On the Berlin side, the return process is set to begin by summer 2022. “Substantial returns” are expected to follow, although no practical details have yet been provided. According to certain sources, some of the Beninese bronzes are expected to be returned to Nigeria before the Edo Museum of West African Art (EMOWAA), planned for 2024, is completed. For restitutions to take place, requests for return must be sent in the form of a diplomatic “note verbale” – a document used for communication between embassies or ministries, including information about the requisitioned objects and the reasons for the request.

In order to allow for the transfer of ownership by this summer, the consent of the federal government, federal states (Länder) and municipalities is required.

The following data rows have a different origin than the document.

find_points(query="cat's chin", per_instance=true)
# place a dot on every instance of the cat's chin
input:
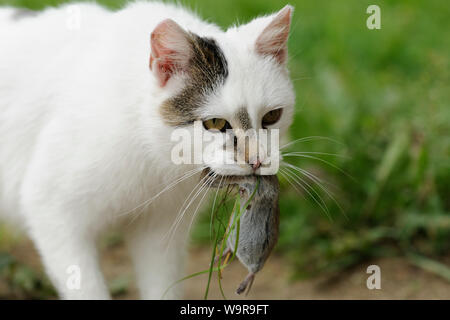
(230, 171)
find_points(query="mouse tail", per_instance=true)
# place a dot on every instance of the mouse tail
(247, 283)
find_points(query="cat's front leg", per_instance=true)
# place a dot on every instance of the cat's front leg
(157, 263)
(69, 254)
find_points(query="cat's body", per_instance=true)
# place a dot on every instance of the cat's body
(84, 141)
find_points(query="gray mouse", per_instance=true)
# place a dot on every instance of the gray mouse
(259, 223)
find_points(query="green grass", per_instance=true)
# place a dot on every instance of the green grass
(384, 95)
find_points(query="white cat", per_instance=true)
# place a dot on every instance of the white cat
(86, 123)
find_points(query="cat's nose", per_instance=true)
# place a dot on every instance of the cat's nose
(256, 165)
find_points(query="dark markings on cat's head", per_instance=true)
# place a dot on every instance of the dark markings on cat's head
(242, 119)
(207, 69)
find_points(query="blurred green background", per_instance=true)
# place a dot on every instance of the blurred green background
(383, 95)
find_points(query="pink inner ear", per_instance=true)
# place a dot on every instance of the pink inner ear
(170, 50)
(273, 40)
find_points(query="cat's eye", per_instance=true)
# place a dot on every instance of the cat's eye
(271, 117)
(216, 124)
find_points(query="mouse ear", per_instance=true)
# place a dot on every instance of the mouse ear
(171, 50)
(273, 40)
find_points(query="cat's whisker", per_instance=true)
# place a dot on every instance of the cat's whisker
(310, 138)
(212, 209)
(178, 180)
(173, 230)
(294, 153)
(195, 192)
(201, 200)
(289, 176)
(319, 182)
(328, 163)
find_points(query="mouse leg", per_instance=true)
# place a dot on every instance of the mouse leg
(248, 281)
(225, 253)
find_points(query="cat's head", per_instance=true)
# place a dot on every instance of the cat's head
(234, 84)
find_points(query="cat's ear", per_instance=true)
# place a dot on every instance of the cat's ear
(171, 50)
(273, 40)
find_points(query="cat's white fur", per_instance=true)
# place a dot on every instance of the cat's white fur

The federal government has already committed itself in terms of Berlin museums, as have the city of Cologne and the state governments of Hamburg and Baden-Württemberg. The latter is among those that want to organise the first returns as early as 2022. In the event of a delay at the federal level, Teresia Bauer, the minister for science, research and art of this state, says: “We reserve the right to take action ourselves.”

The first Beninese visitors discover the works returned by France, 20 February 2022 in Cotonou. © Marie Toulemonde

After five years of Macron’s presidency, it would be a show of bad faith to say that he has not made any progress on the issue. Even so, one can also detect the French head of state’s skill for toying with symbols. “I am not a political stuntman, I’m working for the bottom line, not to show off,” Belgium’s Thomas Dermine said during his November 2021 trip to Congo. “It was easy to ask Guido Gryseels, the director of Tervuren, for two problematic, symbolic masks and a statue – we know which ones – and to take a couple of photos, but aren’t we reproducing colonial patterns by clearing our conscience through acts of symbolism?”

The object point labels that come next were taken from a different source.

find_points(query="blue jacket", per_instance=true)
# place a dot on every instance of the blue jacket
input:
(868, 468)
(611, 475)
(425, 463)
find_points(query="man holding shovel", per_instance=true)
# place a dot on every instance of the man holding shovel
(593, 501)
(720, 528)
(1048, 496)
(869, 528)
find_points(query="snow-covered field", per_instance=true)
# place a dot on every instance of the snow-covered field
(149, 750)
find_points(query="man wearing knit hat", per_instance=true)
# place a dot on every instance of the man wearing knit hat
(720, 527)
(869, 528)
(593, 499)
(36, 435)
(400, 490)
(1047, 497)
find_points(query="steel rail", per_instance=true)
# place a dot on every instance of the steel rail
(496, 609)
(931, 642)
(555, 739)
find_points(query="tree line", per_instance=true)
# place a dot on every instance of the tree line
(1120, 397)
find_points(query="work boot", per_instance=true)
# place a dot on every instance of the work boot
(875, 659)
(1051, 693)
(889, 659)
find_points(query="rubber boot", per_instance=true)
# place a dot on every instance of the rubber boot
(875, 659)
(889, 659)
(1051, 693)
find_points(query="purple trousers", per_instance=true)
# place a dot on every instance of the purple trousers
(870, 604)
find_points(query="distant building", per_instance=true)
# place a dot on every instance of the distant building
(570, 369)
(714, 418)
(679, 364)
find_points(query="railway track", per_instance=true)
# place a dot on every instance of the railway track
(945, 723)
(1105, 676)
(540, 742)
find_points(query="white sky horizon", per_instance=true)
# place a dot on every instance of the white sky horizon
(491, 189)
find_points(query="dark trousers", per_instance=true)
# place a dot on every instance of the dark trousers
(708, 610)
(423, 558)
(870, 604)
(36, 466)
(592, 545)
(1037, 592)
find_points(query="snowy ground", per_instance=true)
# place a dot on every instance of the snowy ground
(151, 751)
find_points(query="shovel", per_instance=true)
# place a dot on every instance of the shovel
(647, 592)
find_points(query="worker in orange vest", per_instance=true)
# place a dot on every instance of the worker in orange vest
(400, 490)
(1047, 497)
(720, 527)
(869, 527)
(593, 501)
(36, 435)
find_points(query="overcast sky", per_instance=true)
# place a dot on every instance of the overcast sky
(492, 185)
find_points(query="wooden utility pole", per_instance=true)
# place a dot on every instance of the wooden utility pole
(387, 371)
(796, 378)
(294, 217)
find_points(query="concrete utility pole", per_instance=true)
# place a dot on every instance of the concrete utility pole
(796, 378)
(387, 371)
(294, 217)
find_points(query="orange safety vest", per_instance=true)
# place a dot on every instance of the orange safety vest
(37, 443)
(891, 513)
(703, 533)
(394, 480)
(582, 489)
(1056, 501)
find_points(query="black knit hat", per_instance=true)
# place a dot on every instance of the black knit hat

France no longer has an Africa policy!

With the restitution question propelled to the front of the stage, Macron was able to push into the background – and sometimes even obscure – France’s troubled relationship with certain authoritarian regimes. “I have not come here to tell you what France’s Africa policy is, as some people claim,” he said in Ouagadougou. “Because France no longer has an Africa policy! There is a policy that we can [implement], there are friends, there are people with whom we agree, others not.”

Whatever the case, French soft power remains time-tested: in Benin, the French Development Agency (AFD) will partly finance (for CFA francs 23bn/$38m) the establishment of the Musée de l’épopée des Amazones et du royaume de Danhomé on the palatial Abomey site, and French museum expertise is involved at several levels.

What about the private sector?

As for the Sarr-Savoy report, while it has helped move the debate forward, it suffers from a particularly troublesome bias: it only targets public institutions – in particular, universal spaces, such as museums. Still, many works illegally taken out of Africa remain in the hands of private collectors – and no one has really looked into the archives of auction houses, where the provenance of each work is supposed to be recorded with the greatest precision.

Should the state be the only one to give back? In 2016, with the help of his lawyers, Congolese businessman Sindika Dokolo sued the private sector: gallery owners, collectors, and companies. Since his death in October 2020, the collectors have been sleeping peacefully.